Semantic errors (ContextOverflow, Format, ModelNotFound) do not count toward the threshold. A bad input that always fails is not a provider health signal; counting it would open the circuit on a wedged request, not a wedged provider. Only transient and permanent provider-side failures (Connection, 5xx, RateLimited, 401/403) trip the breaker.
When no fallback providers are configured, a retryable primary error is surfaced as-is rather than replaced by the generic “all providers in chain failed” message.
The circuit state is reported as a ProviderCircuitEvent on the wcore-protocol event stream.
Failover classifier
Section titled “Failover classifier”wcore-providers/src/classify.rs implements classify_failover(err, http_status, body_text, sdk_code) -> FailoverReason.
Eleven reasons are recognized. Classification uses three signal tiers in precedence order (first match wins):
Tier 1: HTTP status code
| Status | Reason |
|---|---|
| 401 | Auth |
| 403 | AuthPermanent |
| 404 | ModelNotFound |
| 408 | Timeout |
| 413 | ContextOverflow |
| 429 | RateLimit |
| 402 | Billing |
| 503, 529 | Overloaded |
| 500, 502, 504 (other 5xx) | Timeout |
| 400 | Format |
Tier 2: body text patterns (case-insensitive substring match)
Patterns include "session expired", "insufficient_quota", "billing", "invalid api key", "rate limit", "overloaded", "context length exceeded", and others.
Tier 3: SDK and vendor error codes
- OpenAI:
insufficient_quota,context_length_exceeded - Anthropic:
overloaded_error,authentication_error - AWS Bedrock:
ThrottlingException,ModelNotReadyException - Google Vertex:
RESOURCE_EXHAUSTED,DEADLINE_EXCEEDED,UNAVAILABLE - OS errno:
ETIMEDOUT,ECONNRESET
If no tier matches, the result is Unknown.
Cooldown state machine
Section titled “Cooldown state machine”wcore-providers/src/cooldown.rs implements CooldownTracker per provider.

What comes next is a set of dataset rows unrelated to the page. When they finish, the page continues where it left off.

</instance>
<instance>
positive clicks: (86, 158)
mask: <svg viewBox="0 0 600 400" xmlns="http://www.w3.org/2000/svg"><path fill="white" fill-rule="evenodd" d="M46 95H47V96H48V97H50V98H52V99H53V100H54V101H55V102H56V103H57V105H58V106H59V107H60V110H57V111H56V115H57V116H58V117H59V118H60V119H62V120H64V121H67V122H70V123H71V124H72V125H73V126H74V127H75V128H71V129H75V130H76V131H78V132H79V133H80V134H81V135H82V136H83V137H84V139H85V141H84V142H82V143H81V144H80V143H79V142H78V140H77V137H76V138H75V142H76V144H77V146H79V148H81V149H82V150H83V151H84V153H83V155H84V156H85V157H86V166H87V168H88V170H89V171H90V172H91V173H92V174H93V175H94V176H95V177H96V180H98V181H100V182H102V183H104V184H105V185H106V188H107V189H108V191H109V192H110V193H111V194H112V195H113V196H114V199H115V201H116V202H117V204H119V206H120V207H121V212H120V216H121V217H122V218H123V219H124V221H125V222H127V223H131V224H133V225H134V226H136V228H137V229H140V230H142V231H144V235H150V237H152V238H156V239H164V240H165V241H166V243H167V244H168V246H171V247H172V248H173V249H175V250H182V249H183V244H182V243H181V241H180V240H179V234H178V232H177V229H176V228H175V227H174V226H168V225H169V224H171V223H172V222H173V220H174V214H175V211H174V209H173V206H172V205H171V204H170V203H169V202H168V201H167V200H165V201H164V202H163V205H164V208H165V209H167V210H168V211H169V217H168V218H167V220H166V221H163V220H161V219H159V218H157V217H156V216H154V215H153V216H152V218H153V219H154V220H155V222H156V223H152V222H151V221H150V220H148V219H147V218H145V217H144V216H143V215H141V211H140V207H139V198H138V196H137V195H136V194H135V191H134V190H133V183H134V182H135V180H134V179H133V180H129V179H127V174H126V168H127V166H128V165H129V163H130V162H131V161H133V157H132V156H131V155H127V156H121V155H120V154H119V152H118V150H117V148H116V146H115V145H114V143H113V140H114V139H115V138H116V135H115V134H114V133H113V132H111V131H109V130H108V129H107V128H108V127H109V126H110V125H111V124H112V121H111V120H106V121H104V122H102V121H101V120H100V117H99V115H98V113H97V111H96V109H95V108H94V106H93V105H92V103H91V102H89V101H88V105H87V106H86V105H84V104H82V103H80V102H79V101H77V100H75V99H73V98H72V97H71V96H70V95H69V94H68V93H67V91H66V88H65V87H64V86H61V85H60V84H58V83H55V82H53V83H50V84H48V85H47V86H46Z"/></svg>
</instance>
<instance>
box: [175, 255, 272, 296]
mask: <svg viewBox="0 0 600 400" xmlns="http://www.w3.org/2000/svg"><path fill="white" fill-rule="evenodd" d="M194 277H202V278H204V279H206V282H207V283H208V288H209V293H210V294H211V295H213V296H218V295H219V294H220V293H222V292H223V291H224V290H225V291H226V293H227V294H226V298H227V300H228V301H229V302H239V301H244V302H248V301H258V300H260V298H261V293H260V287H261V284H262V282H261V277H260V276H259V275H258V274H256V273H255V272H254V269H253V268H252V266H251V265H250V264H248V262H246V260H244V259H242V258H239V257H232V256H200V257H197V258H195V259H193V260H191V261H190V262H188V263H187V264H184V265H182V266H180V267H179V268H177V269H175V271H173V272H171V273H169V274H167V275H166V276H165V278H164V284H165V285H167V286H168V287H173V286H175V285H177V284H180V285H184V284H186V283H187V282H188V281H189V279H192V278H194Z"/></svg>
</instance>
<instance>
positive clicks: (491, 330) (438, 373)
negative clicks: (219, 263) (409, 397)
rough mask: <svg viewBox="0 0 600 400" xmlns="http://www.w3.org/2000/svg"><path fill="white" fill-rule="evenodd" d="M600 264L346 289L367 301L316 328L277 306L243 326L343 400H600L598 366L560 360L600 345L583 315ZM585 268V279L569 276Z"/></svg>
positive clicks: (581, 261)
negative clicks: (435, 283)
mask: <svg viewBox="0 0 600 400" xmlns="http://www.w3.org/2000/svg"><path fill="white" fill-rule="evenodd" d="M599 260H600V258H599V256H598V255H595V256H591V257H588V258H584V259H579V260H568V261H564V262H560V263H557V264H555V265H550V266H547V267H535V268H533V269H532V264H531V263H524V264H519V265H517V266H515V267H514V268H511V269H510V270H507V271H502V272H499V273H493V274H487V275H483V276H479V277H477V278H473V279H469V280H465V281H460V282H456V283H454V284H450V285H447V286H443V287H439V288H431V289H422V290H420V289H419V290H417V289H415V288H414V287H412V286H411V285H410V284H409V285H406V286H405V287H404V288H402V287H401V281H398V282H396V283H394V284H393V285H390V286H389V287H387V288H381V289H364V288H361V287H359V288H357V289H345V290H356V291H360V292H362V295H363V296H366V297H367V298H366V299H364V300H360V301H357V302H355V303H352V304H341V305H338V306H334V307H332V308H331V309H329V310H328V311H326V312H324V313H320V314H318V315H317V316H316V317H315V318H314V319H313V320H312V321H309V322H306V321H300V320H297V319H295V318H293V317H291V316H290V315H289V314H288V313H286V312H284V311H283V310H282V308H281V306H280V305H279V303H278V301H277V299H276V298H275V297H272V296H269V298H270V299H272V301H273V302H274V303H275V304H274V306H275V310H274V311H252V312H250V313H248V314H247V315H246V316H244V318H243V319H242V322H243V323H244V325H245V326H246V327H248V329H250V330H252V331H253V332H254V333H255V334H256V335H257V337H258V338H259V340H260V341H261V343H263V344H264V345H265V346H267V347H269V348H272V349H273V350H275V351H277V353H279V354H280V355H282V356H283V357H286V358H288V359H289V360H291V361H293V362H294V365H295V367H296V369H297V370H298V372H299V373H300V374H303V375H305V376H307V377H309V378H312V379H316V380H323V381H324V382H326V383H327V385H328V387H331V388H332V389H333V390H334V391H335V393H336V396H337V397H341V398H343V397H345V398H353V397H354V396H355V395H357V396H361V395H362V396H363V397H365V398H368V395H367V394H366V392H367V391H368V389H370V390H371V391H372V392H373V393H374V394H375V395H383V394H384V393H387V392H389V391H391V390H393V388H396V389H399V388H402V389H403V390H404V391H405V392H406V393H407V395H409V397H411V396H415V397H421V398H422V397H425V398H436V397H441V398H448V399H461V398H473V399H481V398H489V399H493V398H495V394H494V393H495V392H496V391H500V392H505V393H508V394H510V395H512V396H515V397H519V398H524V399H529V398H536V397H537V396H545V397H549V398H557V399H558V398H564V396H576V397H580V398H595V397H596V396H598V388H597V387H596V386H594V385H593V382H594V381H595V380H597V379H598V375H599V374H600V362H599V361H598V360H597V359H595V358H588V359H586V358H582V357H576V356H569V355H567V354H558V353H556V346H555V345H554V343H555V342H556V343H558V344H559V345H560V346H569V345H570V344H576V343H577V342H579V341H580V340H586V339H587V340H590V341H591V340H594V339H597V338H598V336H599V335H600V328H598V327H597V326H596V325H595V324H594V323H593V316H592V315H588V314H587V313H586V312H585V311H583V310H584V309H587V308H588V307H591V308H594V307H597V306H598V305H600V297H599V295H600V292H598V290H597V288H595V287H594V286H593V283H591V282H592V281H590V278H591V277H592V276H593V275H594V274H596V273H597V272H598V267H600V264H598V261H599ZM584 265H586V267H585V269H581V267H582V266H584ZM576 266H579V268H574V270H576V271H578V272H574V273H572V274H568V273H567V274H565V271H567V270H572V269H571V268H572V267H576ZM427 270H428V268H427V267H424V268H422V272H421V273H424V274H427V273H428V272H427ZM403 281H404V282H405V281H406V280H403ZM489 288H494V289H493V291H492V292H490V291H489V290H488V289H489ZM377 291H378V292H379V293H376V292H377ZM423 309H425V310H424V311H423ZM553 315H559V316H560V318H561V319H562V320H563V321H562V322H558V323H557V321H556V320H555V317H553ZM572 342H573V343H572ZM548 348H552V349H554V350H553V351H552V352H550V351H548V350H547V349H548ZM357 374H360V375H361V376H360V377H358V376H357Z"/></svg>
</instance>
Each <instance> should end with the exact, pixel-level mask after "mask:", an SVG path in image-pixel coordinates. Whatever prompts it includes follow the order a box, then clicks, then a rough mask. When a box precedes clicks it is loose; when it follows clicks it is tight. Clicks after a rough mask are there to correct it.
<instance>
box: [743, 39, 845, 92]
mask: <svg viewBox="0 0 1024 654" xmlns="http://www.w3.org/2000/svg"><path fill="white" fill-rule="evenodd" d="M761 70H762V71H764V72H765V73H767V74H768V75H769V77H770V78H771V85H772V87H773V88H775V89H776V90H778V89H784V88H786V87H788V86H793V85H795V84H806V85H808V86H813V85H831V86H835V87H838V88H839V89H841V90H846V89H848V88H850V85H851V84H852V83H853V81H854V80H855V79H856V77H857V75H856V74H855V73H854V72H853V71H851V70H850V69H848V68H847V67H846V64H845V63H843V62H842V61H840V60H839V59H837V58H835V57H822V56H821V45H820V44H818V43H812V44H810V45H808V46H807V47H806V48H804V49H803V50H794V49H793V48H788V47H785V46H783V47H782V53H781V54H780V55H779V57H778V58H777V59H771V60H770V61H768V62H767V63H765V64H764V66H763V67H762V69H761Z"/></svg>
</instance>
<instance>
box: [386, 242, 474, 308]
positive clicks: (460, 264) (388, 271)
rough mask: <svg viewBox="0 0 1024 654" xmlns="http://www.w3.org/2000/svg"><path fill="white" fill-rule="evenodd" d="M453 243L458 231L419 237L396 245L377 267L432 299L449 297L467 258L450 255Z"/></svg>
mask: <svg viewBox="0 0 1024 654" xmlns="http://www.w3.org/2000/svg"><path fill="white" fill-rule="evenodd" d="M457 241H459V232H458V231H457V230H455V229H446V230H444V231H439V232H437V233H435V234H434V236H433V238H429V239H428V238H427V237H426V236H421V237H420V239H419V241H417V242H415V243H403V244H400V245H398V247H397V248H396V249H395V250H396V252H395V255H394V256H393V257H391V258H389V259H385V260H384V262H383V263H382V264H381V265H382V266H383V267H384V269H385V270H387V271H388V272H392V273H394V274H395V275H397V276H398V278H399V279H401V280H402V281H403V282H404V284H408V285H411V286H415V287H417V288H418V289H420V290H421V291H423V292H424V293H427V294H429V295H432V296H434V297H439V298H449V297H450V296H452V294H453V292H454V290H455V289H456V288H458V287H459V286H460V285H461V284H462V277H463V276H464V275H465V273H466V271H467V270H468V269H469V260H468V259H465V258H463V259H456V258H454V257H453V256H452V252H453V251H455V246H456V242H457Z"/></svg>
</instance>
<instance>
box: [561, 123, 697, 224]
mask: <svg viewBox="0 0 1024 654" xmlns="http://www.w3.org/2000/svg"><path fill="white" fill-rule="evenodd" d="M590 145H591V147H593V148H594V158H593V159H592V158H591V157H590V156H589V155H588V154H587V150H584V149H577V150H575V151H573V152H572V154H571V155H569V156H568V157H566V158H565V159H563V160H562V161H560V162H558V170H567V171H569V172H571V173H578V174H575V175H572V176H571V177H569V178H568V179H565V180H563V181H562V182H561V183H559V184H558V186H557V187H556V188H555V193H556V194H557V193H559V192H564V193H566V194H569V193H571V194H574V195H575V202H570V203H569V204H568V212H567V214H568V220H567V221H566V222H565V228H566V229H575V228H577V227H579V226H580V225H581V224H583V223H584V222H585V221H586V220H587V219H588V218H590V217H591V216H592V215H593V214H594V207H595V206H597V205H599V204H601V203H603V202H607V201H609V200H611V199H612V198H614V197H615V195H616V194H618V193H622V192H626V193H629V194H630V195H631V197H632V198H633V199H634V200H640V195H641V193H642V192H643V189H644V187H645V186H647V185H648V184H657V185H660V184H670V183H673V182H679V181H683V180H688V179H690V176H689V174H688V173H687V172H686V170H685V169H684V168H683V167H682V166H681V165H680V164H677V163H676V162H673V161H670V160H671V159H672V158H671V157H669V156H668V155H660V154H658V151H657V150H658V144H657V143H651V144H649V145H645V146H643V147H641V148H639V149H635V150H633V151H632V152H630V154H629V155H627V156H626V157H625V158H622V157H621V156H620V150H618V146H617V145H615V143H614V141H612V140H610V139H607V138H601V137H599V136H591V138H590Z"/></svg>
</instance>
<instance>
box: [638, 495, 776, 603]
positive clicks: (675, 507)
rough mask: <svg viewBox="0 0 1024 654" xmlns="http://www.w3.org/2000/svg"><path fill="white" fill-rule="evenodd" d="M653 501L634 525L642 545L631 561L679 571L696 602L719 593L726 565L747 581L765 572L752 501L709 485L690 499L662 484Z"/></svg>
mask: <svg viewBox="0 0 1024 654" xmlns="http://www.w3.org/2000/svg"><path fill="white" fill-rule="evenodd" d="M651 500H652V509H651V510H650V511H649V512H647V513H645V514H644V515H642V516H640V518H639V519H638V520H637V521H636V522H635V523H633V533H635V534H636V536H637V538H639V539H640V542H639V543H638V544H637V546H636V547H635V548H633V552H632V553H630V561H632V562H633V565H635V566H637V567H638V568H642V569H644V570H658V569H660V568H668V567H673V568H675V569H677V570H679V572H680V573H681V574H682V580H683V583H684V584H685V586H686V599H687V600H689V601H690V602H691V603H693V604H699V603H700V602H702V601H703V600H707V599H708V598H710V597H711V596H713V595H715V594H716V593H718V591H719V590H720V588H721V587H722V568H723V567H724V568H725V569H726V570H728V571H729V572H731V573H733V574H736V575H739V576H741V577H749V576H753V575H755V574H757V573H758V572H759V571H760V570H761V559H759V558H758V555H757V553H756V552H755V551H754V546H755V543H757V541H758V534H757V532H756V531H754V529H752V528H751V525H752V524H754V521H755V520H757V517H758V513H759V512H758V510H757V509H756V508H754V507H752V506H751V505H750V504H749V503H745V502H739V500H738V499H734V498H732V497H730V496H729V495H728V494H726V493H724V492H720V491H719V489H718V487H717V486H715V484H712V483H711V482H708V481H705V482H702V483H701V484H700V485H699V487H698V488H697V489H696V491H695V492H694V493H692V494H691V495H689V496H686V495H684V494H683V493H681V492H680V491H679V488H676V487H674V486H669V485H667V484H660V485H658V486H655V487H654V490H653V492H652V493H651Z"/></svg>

Each FailoverReason maps to one of three classes:
| Class | Reasons | Behavior |
|---|---|---|
Transient | RateLimit, Overloaded, Timeout, Auth, Unknown | Short cooldown, 5 s base, exponential backoff (2^failure_count multiplier), capped at 5 minutes. Transitions Cooling -> HalfOpen on expiry. |
Permanent | AuthPermanent, Billing, SessionExpired | Long cooldown, 15 minutes flat, no HalfOpen probe. Requires operator intervention. |
Semantic | ContextOverflow, Format, ModelNotFound | No cooldown. The caller must change inputs; retrying the same provider is pointless. |
State transitions:
Ready → (failure) → Cooling { until, reason } → (expiry) → HalfOpen { reason } → (success during probe) → Ready → (failure during probe) → Cooling (failure_count incremented)is_available() returns true when the tracker is in Ready or HalfOpen state.
Putting it together
Section titled “Putting it together”A single request flows through the stack in this order:
KeyPool.next_key()selects the current key for the provider.with_retryattempts the call up to 3 times on transient HTTP errors, honoringRetry-Afteron 429.- On retryable failure,
ResilientProvidercounts the failure against the circuit breaker threshold. If the circuit opens, the primary is skipped. ProviderChainmoves to the next slot when the current slot returns a retryable error.classify_failoverclassifies each failure reason soCooldownTrackerapplies the right duration.
All circuit state changes are emitted as ProviderCircuitEvent events on the JSON-stream protocol.